Instructor: 00:00 We have a person object here that has a name object with a first name of Joe. It says he's 23 years old. It gives Joe's favorite color as green.
00:11 At some point later, we get an update that we want to apply to the Joe person object, where we want to add the last name of Smith to the name object. We want to overwrite his favorite color with blue instead of green. We want the favorite book entry to be "Harry Potter."
00:27 If we just went and merged these two together with the spread operator, then what we'd get is a shallow merge. The entire name object from update would just overwrite the name object from the original person, which clears out the first name key and data.
00:42 The rest of the data we got merged OK though. What we need to do now is a deep merge of the two objects so that this name object is properly merged as well. To do that, we'll extend the spread.
00:53 Since this is just an object that we're making, we can exactly specify the keys we want and how we want them to be handled. We'll keep the person and update spreads. We'll add a new key for name and spread the name object from the person into that, followed by the name object from the update.

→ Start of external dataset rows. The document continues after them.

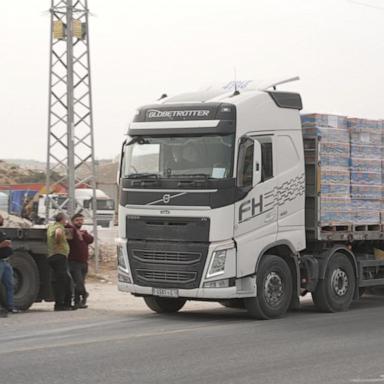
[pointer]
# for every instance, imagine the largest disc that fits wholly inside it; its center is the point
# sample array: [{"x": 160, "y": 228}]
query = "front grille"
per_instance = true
[
  {"x": 165, "y": 257},
  {"x": 164, "y": 264},
  {"x": 166, "y": 276}
]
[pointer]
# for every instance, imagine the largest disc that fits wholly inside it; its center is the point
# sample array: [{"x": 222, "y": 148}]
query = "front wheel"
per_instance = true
[
  {"x": 274, "y": 289},
  {"x": 164, "y": 304},
  {"x": 335, "y": 292},
  {"x": 26, "y": 279}
]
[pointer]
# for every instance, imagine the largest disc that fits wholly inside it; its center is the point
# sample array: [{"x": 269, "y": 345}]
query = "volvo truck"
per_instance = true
[{"x": 217, "y": 203}]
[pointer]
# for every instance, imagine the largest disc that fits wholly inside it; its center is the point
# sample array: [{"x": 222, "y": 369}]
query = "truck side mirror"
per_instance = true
[{"x": 256, "y": 162}]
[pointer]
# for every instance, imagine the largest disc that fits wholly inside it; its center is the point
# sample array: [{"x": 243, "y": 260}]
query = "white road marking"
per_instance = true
[{"x": 378, "y": 380}]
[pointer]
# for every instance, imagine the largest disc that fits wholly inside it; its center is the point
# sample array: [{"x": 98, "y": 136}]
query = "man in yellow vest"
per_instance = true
[{"x": 58, "y": 250}]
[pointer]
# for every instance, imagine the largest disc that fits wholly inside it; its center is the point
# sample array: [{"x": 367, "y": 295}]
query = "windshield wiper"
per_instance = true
[
  {"x": 202, "y": 175},
  {"x": 143, "y": 176}
]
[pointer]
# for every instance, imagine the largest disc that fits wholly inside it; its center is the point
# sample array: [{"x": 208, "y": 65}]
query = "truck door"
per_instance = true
[
  {"x": 291, "y": 191},
  {"x": 256, "y": 211}
]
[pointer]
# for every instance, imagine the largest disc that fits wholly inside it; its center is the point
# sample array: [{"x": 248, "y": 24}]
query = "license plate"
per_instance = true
[{"x": 165, "y": 292}]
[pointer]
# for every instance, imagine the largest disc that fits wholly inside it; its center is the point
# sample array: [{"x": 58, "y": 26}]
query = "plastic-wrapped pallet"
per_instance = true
[
  {"x": 366, "y": 173},
  {"x": 334, "y": 152}
]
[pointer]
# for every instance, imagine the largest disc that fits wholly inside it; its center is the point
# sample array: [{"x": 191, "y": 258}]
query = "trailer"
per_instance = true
[
  {"x": 225, "y": 195},
  {"x": 31, "y": 270}
]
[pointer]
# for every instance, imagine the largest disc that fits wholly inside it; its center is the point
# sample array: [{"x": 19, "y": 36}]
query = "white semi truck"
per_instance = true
[{"x": 217, "y": 203}]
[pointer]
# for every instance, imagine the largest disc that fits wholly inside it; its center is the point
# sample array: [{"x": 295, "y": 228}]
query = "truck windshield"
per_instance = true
[
  {"x": 209, "y": 156},
  {"x": 105, "y": 204}
]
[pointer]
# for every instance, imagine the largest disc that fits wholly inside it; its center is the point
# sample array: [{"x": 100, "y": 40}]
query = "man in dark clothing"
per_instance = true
[
  {"x": 78, "y": 258},
  {"x": 58, "y": 250},
  {"x": 6, "y": 272}
]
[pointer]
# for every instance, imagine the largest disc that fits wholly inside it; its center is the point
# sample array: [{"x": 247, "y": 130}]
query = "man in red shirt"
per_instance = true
[{"x": 78, "y": 258}]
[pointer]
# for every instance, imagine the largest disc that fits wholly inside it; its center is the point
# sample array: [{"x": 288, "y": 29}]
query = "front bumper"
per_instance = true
[
  {"x": 239, "y": 288},
  {"x": 245, "y": 287}
]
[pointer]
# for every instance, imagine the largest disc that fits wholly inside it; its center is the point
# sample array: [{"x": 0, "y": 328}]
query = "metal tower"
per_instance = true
[{"x": 70, "y": 119}]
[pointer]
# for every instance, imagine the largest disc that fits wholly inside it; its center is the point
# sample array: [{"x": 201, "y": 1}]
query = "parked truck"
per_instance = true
[{"x": 220, "y": 200}]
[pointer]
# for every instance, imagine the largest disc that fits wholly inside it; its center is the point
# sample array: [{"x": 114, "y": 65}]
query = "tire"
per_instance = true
[
  {"x": 233, "y": 303},
  {"x": 27, "y": 279},
  {"x": 335, "y": 292},
  {"x": 274, "y": 289},
  {"x": 164, "y": 304}
]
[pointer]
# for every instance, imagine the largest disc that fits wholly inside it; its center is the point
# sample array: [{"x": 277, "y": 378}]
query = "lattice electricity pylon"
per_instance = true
[{"x": 70, "y": 121}]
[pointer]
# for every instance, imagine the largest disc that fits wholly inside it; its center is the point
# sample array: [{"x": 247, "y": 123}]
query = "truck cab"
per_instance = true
[{"x": 211, "y": 183}]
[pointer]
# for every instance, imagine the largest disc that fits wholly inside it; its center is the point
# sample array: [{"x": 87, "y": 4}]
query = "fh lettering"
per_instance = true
[{"x": 251, "y": 208}]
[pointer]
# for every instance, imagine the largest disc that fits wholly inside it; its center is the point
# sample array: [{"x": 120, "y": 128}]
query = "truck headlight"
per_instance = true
[{"x": 217, "y": 265}]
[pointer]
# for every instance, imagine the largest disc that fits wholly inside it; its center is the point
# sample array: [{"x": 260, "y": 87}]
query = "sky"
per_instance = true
[{"x": 141, "y": 49}]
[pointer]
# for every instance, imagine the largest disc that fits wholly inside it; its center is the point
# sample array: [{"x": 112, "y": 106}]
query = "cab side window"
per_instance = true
[
  {"x": 246, "y": 161},
  {"x": 266, "y": 157},
  {"x": 245, "y": 169}
]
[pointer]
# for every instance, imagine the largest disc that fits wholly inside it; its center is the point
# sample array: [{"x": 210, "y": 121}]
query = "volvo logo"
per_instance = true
[{"x": 166, "y": 198}]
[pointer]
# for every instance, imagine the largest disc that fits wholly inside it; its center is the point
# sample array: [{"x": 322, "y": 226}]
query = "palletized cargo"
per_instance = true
[{"x": 344, "y": 172}]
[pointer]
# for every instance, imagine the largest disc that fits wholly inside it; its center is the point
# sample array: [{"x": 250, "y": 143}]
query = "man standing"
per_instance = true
[
  {"x": 78, "y": 258},
  {"x": 58, "y": 250},
  {"x": 6, "y": 272}
]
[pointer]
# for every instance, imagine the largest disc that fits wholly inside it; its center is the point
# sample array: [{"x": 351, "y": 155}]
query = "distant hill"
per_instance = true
[
  {"x": 20, "y": 171},
  {"x": 11, "y": 173},
  {"x": 29, "y": 164}
]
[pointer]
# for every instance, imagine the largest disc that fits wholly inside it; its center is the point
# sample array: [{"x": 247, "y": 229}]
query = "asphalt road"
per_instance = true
[{"x": 206, "y": 344}]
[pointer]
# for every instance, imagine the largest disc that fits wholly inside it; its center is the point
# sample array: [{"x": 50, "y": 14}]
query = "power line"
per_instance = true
[{"x": 366, "y": 5}]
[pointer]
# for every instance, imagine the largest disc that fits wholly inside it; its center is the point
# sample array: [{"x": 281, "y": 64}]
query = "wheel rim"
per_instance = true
[
  {"x": 339, "y": 282},
  {"x": 273, "y": 289},
  {"x": 17, "y": 281}
]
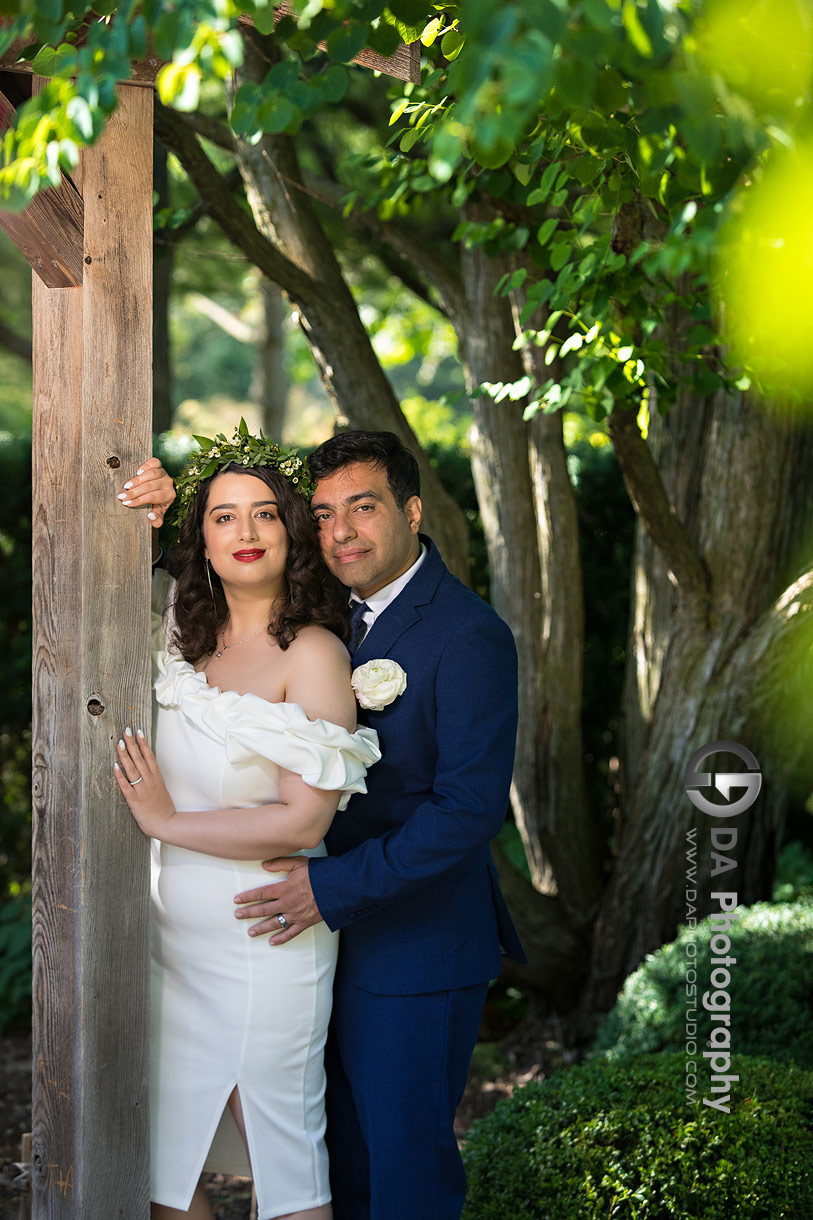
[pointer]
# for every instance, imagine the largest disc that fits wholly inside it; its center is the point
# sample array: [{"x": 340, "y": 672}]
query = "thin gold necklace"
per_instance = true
[{"x": 225, "y": 647}]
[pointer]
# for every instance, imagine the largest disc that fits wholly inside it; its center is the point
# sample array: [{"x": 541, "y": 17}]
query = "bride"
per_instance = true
[{"x": 255, "y": 747}]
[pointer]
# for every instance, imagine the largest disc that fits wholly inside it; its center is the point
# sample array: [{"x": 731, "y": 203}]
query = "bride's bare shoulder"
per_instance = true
[{"x": 313, "y": 643}]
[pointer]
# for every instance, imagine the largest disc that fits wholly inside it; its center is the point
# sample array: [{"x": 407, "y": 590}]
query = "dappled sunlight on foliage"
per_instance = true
[{"x": 764, "y": 272}]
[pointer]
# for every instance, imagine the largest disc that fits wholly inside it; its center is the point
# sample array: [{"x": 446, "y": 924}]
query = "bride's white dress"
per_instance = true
[{"x": 228, "y": 1010}]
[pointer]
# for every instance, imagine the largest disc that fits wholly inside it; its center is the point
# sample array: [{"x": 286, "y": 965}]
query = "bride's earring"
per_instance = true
[{"x": 209, "y": 577}]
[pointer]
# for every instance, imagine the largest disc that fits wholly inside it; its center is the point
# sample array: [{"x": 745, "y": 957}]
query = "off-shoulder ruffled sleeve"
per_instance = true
[{"x": 325, "y": 755}]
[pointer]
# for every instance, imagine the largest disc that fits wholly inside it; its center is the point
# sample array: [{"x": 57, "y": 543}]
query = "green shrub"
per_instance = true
[
  {"x": 770, "y": 990},
  {"x": 620, "y": 1140}
]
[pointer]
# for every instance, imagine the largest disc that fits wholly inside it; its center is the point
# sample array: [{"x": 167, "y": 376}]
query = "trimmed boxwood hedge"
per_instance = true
[
  {"x": 620, "y": 1140},
  {"x": 770, "y": 990}
]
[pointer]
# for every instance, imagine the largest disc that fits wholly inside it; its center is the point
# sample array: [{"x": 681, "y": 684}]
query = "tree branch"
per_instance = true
[
  {"x": 651, "y": 503},
  {"x": 219, "y": 203},
  {"x": 210, "y": 129},
  {"x": 396, "y": 247}
]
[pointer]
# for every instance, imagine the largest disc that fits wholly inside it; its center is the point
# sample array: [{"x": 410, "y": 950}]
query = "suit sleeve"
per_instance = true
[{"x": 476, "y": 730}]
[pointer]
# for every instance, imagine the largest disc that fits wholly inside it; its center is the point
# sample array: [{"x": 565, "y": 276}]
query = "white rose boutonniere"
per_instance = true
[{"x": 379, "y": 683}]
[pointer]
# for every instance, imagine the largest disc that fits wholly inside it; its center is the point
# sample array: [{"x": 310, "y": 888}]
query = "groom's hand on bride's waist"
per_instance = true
[{"x": 287, "y": 907}]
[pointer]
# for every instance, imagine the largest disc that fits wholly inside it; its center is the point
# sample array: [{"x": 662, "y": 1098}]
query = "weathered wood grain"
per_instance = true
[
  {"x": 49, "y": 232},
  {"x": 92, "y": 427}
]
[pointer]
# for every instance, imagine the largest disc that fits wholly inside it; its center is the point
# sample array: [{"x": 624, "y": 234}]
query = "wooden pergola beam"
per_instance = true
[{"x": 50, "y": 232}]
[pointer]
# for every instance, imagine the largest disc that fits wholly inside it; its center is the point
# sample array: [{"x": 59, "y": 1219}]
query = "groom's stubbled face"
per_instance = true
[{"x": 366, "y": 539}]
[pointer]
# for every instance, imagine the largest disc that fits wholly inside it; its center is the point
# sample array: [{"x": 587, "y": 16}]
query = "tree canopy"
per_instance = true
[{"x": 646, "y": 154}]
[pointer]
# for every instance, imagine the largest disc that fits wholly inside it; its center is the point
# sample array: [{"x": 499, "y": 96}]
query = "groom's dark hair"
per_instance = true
[{"x": 382, "y": 449}]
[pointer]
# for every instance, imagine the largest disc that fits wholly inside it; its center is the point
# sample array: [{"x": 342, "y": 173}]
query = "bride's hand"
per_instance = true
[
  {"x": 142, "y": 785},
  {"x": 151, "y": 488}
]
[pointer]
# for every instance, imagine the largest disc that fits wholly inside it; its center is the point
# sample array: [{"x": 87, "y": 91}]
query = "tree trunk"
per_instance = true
[
  {"x": 270, "y": 384},
  {"x": 739, "y": 478}
]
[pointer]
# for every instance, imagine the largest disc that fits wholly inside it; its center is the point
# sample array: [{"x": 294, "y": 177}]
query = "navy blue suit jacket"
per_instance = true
[{"x": 409, "y": 876}]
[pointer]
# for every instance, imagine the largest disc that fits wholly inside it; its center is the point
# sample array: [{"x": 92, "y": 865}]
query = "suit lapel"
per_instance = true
[{"x": 404, "y": 611}]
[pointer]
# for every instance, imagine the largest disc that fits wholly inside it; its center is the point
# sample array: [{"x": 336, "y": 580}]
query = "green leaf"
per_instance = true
[
  {"x": 281, "y": 76},
  {"x": 546, "y": 229},
  {"x": 398, "y": 111},
  {"x": 411, "y": 12},
  {"x": 452, "y": 44},
  {"x": 276, "y": 114},
  {"x": 385, "y": 39},
  {"x": 50, "y": 60},
  {"x": 409, "y": 138},
  {"x": 559, "y": 254},
  {"x": 335, "y": 82},
  {"x": 635, "y": 31},
  {"x": 264, "y": 21}
]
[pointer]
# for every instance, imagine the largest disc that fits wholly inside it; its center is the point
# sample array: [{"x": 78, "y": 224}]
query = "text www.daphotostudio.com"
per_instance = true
[{"x": 723, "y": 838}]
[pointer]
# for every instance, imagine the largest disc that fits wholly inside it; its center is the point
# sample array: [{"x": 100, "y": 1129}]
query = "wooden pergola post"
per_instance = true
[
  {"x": 92, "y": 427},
  {"x": 90, "y": 245}
]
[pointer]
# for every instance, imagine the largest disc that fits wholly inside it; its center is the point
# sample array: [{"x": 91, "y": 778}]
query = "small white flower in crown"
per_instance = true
[{"x": 379, "y": 683}]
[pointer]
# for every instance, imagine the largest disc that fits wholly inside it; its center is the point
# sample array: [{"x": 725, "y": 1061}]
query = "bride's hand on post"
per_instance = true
[
  {"x": 142, "y": 786},
  {"x": 150, "y": 487}
]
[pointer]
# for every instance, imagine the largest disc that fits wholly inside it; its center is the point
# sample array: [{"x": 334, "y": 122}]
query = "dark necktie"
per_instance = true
[{"x": 358, "y": 626}]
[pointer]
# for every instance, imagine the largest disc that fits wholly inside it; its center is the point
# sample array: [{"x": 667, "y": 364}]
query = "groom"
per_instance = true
[{"x": 408, "y": 877}]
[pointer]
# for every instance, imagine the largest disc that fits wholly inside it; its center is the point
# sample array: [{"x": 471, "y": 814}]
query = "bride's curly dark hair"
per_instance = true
[{"x": 311, "y": 593}]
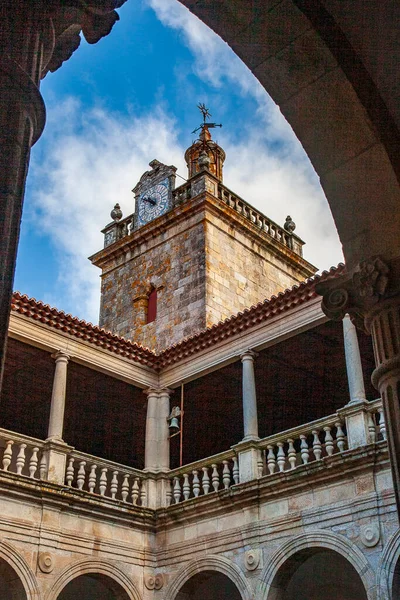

01:11 The result of that is a new merged object. Inside of that is a new name object with the keys and values from both person and from update. However, this is only two levels deep. It already seems a bit complicated. Let's bring in a library to help us out.
01:28 In a terminal, I'll yarn add lodash. Back in the file, we can require lodash and then use lodash's merge function, which will handle the deep merge for us. We can say that the merged value is the merge of person and update. Be careful here. If we left it like this, lodash would mutate the person object by merging the update object into it.
01:52 Instead, just like if we were using Object.assign, we're going to make a brand-new object first and let lodash first merge the person object into that new object and then merge the update object into that object.
02:05 Now, we have a successfully deeply merged object in one line of code. There's one more case that we're going to worry about though, which is arrays. Let's say our person starts with an array of pets that contains a dog and a lizard.
02:19 Later, our update contains an array of pets that just says, "Cat." Does that update mean that Joe replaced his dog and lizard with just a cat, or does it mean that he added a cat to his dog and lizard for a total of three pets?
02:45 It first applies the person pets array, which has an element at array index zero and an element at array index one. Then it merges in the pets array from the update, which only has an element at array index zero. It overwrites dog with cat. That's the final answer.
03:01 That might be what you want to do, but it's not for our case here. We could switch this back to using the deep spread, since the spread operator also works on arrays. With that, we get a pets array that contains all three animals.
03:16 Again though, we moved away from spread the first time because it was getting complex. It just got bigger now. Let's reach for another library, called deepmerge. We'll yarn add deepmerge and require that.
03:32 Now, we can deepmerge the person with the update. Deepmerge knows about the array problem. We can pass an option called array merge. That's a function. We can tell deepmerge exactly what we want to do with the arrays.
03:45 We can give it a function with the destination array and the source array as arguments. We want to return a new array. We'll use spread here to say that we want to concatenate the two arrays together.
03:56 Now when we run that, it works. We get a deeply merged object with the pet array handled like we want. When merging objects, the spread operator works great. It's fully customizable, but it can get tedious if the objects are very deeply nested or of an unknown structure.
04:12 Lodash's merge works, but only if we want to treat arrays like objects. Deepmerge works. We can provide a custom array-handling function.